Setidaknya 100.000 orang tewas dalam perang saudara selama beberapa dekade, dan ada tuduhan bahwa 40.000 warga sipil Tamil tewas dalam serangan terakhir. Pemerintah menyangkal jumlah korban.
Presiden Gotabaya Rajapaksa, yang adalah kepala pertahanan ketika pemberontak dihancurkan pada tahun 2009, menunjuk komisi penyelidikan pada hari Jumat untuk melihat penyelidikan yang diadakan oleh pemerintah sebelumnya.
Panel diberi waktu enam bulan untuk menyelidiki tuduhan “pelanggaran hak asasi manusia, pelanggaran serius hukum humaniter internasional,” kata kantornya.
Ia juga akan ditugaskan untuk menyelidiki “penyelidikan tidak meyakinkan” sebelumnya yang dihasut oleh Kolombo menyusul tekanan internasional.
“Sri Lanka memiliki sejarah panjang Komisi Penyelidikan yang telah berulang kali gagal memberikan keadilan dan rekonsiliasi bagi para korban pelanggaran hak asasi manusia,” kata pengawas hak asasi Amnesty International di Twitter setelah pengumuman tersebut.
Kelompok itu mendesak UNHRC untuk memulai proses baru melawan Sri Lanka untuk memastikan keadilan bagi para korban perang.
Sebuah komisi yang ditunjuk oleh pemerintah pada tahun 2011 menemukan ada tuduhan yang kredibel terhadap pasukan pemerintah dan menyerukan penyelidikan kejahatan perang.
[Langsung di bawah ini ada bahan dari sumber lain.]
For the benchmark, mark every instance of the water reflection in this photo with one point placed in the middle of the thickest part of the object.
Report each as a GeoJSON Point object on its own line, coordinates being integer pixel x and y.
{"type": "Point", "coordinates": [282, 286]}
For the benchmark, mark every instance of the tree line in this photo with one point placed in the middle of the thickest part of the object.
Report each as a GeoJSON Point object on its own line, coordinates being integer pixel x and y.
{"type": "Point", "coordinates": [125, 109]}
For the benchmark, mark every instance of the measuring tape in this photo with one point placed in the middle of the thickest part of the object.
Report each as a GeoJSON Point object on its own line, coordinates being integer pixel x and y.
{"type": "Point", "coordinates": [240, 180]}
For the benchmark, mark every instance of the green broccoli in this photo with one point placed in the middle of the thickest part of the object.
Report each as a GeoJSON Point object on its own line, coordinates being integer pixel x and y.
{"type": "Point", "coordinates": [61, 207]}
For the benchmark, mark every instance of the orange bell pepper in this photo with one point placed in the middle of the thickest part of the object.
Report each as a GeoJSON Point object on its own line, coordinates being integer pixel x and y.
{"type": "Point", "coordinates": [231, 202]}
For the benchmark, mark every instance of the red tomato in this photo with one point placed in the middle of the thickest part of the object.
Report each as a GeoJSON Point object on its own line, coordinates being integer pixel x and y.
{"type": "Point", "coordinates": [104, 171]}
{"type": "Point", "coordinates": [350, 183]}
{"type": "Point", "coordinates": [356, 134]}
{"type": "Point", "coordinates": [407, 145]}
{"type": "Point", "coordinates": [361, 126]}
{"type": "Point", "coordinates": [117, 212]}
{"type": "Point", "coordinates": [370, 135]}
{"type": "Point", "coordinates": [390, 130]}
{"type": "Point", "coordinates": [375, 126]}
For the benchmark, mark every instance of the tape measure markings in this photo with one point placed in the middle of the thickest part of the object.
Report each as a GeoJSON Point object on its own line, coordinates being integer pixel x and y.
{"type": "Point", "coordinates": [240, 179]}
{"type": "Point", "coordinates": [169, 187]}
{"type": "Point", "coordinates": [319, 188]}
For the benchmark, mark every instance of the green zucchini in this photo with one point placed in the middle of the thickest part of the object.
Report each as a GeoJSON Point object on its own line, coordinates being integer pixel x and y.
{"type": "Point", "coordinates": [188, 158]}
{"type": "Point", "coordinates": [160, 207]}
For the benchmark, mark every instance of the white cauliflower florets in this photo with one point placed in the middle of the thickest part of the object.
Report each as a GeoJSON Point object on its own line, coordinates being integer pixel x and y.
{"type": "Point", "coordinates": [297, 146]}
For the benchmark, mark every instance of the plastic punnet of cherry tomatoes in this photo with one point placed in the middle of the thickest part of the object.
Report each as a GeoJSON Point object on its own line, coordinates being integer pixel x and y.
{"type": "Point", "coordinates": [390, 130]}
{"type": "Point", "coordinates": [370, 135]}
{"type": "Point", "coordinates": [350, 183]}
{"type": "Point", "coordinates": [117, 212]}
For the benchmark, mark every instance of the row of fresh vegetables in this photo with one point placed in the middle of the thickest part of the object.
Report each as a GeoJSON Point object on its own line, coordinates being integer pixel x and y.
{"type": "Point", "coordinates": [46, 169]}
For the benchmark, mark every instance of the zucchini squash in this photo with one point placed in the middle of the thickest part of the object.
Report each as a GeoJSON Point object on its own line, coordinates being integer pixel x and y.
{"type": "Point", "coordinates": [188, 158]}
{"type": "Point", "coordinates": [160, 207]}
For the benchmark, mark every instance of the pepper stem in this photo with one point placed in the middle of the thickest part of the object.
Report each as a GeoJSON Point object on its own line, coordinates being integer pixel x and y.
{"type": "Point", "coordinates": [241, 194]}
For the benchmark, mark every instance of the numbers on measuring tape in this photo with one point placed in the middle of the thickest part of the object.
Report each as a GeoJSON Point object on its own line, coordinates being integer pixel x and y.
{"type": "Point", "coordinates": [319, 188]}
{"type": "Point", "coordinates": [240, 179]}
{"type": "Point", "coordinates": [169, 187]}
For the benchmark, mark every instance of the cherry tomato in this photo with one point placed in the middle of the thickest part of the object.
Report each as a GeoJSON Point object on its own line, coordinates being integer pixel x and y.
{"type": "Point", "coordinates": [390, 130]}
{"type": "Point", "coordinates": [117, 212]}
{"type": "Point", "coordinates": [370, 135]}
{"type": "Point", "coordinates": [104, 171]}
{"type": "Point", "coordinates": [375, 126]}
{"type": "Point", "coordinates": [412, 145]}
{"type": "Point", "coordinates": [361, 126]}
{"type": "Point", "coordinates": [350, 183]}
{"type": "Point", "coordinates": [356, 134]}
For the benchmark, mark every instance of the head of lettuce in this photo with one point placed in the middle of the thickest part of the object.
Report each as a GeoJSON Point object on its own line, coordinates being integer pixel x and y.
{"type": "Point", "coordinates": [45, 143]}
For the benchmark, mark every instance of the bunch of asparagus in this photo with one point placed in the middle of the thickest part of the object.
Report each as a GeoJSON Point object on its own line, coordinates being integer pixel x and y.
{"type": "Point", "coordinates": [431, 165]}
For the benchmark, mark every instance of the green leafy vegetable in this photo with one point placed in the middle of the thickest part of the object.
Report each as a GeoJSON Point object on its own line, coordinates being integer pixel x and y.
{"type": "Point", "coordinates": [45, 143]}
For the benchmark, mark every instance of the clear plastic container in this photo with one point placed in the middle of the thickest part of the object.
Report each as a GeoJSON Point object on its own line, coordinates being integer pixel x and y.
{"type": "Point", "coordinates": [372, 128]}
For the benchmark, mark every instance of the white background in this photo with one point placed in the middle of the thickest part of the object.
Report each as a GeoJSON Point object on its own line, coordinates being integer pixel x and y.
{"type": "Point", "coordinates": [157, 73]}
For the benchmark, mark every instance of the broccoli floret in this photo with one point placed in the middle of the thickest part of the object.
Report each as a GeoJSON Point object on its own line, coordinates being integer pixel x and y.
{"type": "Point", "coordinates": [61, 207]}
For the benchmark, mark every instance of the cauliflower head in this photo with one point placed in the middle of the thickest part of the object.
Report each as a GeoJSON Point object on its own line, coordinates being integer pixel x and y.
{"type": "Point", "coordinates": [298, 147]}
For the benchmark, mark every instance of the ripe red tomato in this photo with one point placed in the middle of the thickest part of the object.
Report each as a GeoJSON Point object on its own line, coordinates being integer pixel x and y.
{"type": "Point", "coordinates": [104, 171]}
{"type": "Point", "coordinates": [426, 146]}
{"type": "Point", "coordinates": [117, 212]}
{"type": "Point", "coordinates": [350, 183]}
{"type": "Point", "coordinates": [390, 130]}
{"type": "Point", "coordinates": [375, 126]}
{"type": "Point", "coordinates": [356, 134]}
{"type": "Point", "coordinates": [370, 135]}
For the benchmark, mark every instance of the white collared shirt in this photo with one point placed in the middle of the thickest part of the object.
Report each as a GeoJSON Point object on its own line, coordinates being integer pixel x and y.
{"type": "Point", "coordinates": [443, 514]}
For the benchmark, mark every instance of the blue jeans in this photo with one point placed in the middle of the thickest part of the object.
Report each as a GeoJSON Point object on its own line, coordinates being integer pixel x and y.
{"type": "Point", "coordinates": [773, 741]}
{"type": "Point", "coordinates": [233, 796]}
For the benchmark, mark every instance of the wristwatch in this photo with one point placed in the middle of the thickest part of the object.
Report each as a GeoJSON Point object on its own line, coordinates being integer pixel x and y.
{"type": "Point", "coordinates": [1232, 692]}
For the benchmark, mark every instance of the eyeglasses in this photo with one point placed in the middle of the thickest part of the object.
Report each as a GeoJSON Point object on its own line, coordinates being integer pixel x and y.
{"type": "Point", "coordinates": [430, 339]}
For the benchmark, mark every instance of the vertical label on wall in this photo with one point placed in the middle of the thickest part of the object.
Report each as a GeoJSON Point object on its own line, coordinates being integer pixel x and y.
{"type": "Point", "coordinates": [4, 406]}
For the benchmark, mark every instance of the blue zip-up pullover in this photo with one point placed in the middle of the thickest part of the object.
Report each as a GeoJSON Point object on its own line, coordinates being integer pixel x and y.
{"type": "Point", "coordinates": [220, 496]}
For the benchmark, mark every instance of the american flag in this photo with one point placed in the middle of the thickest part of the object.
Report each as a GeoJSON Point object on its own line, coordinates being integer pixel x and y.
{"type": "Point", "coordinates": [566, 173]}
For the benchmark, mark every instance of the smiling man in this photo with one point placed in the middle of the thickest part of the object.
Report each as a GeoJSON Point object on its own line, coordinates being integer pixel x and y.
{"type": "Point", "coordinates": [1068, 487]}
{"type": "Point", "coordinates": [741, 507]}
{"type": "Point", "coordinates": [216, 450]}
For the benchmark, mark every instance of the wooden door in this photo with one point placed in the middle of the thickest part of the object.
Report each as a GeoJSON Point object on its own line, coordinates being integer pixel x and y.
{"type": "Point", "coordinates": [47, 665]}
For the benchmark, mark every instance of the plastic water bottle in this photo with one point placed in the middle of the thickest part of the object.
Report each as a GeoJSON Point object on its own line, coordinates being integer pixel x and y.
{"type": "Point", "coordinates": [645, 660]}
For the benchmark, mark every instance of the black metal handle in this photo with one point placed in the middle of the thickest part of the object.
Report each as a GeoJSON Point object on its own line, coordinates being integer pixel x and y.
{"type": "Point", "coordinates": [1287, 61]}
Ini belum pernah dimulai.
Setelah berkuasa, Rajapaksa mengumumkan bahwa dia tidak akan mengikuti resolusi UNHRC 2015 yang menyerukan pertanggungjawaban atas dugaan ekses oleh pasukan Sri Lanka pada klimaks konflik 1972-2009.
Rajapaksa mengancam pada Mei tahun lalu untuk menarik diri dari UNHRC jika badan itu mengejar tuduhan kejahatan perang terhadap pasukannya.
Namun, pada hari Jumat, kantornya mengatakan meskipun Sri Lanka menarik diri dari resolusi UNHRC tahun 2015, pihaknya siap untuk melakukan “reformasi kelembagaan” untuk memastikan keadilan dan rekonsiliasi.